Freitag, 3. Februar 2012

Ich war der Hehler von Christian Wulff


Sie haben mich in den Jugendknast in Charlottenburg gesteckt, weil nichts anderes frei war. Ich bin da aufgewacht, kann mich an die Verurteilung nicht erinnern. Totales Blackout. Hehlerei, klar, aber wie bin ich da reingerutscht? Die Kids im Knast nehmen mich nicht wahr. Alles sehr großzügig hier, mehr wie eine Jugendherberge. Wir sind zu acht in den Zimmern, können uns tagsüber frei bewegen. Das Essen zerstört meinen Magen-Darmtrakt. Die scheißen hier auf Laktose-Intoleranz. Ich will nicht verhungern. Die Kids spielen den ganzen Tag Karten oder starren in die Glotze. Es fehlt überall Licht. Am Anfang dachte ich: wie Urlaub. Seit ein paar Stunden spüre ich die Angst hochkriechen. Meine Beine sind schon fast taub. Ich habe versucht ins Zimmer zu kommen, aber den Weg nicht gefunden. Das kann ich nicht sagen. Aber es wird schlimmer. Der Kopf will schon gegen die Wand. Das Herz wird eingekreist von der Panik. Ich kenne das. Wenn du denkst, das Herz hört auf. Ich finde dieses Scheißzimmer nicht. Ich muss was sagen. Aber kein Scheißwärter taucht auf. Die Kids blicken durch mich hindurch. Sag es den Kids, und du bist tot. Sag es dem Wärter, und er fickt dich. Ich probiere, es in den Griff zu bekommen. Nicht dran denken. Nur nicht dran denken.
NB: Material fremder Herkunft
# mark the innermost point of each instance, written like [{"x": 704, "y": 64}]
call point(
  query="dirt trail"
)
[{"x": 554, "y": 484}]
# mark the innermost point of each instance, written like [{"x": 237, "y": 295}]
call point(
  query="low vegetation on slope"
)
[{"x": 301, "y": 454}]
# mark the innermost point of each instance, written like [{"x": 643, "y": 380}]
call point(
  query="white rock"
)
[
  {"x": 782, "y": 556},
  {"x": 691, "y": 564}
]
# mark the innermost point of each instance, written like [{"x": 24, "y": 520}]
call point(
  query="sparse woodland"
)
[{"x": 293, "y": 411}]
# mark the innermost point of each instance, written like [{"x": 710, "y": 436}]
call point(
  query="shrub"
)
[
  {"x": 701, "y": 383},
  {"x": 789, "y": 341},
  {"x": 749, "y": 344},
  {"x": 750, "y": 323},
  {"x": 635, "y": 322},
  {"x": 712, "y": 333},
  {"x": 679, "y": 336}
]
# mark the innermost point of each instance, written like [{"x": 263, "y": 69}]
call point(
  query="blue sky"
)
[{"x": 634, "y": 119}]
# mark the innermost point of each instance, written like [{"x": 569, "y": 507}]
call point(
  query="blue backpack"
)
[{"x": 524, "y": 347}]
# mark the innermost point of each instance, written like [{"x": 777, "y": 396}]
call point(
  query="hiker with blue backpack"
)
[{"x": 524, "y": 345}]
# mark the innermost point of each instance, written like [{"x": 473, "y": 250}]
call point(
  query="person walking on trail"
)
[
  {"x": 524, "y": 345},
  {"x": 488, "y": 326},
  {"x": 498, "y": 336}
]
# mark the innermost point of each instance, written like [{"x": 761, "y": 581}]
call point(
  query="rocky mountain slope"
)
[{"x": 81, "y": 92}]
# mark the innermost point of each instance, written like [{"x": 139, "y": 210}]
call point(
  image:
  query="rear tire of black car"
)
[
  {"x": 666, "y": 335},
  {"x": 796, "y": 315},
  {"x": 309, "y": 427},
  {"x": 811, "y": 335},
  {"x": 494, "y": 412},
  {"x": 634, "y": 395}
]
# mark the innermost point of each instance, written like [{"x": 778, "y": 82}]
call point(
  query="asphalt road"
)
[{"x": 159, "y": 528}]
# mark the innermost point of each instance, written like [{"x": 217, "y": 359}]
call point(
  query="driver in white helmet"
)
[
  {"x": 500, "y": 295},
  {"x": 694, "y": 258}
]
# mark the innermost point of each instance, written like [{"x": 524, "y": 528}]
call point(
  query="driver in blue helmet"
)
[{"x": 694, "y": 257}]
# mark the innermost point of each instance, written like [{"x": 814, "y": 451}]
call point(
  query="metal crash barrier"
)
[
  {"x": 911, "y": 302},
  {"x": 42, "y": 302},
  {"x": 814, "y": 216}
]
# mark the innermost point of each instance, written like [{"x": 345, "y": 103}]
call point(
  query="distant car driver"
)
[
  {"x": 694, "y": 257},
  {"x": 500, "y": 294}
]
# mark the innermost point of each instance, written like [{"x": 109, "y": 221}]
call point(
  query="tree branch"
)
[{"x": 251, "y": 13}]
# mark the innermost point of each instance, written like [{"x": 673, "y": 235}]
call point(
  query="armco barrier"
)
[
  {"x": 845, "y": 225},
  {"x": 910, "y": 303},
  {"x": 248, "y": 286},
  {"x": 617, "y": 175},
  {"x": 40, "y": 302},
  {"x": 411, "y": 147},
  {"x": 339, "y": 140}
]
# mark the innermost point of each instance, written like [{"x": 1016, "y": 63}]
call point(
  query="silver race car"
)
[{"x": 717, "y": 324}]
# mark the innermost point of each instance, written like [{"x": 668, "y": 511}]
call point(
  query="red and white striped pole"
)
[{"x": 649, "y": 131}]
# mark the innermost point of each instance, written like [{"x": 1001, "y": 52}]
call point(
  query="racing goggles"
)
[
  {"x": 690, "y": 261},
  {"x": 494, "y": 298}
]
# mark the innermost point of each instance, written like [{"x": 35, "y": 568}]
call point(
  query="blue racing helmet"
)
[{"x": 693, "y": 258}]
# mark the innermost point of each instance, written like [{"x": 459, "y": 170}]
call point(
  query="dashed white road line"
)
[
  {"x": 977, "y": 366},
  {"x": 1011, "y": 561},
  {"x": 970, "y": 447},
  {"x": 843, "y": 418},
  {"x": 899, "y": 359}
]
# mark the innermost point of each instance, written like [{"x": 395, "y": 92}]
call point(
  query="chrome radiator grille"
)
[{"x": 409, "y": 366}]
Aber sobald du denkst, du sollst nicht dran denken, denkst du dran. Ich finde mich in einem Bett wieder. Ist nicht meins. Ist also nur eine Frage der Zeit, bis sie merken, dass ich mich nicht mehr rühren kann. Dass die Panik da ist. Herzneurose. Irgendwann hört es dann wirklich auf. Ich mache die Augen zu. Warten. Ich finde mich auf einem der Gänge wieder, ein Wärter. Frage, ob es einen Arzt gibt. Wofür, will er wissen. Wenn ich es sage, komme ich hier nie mehr raus. Was, wenn ich ihn verrate? Entscheide dich. Jetzt.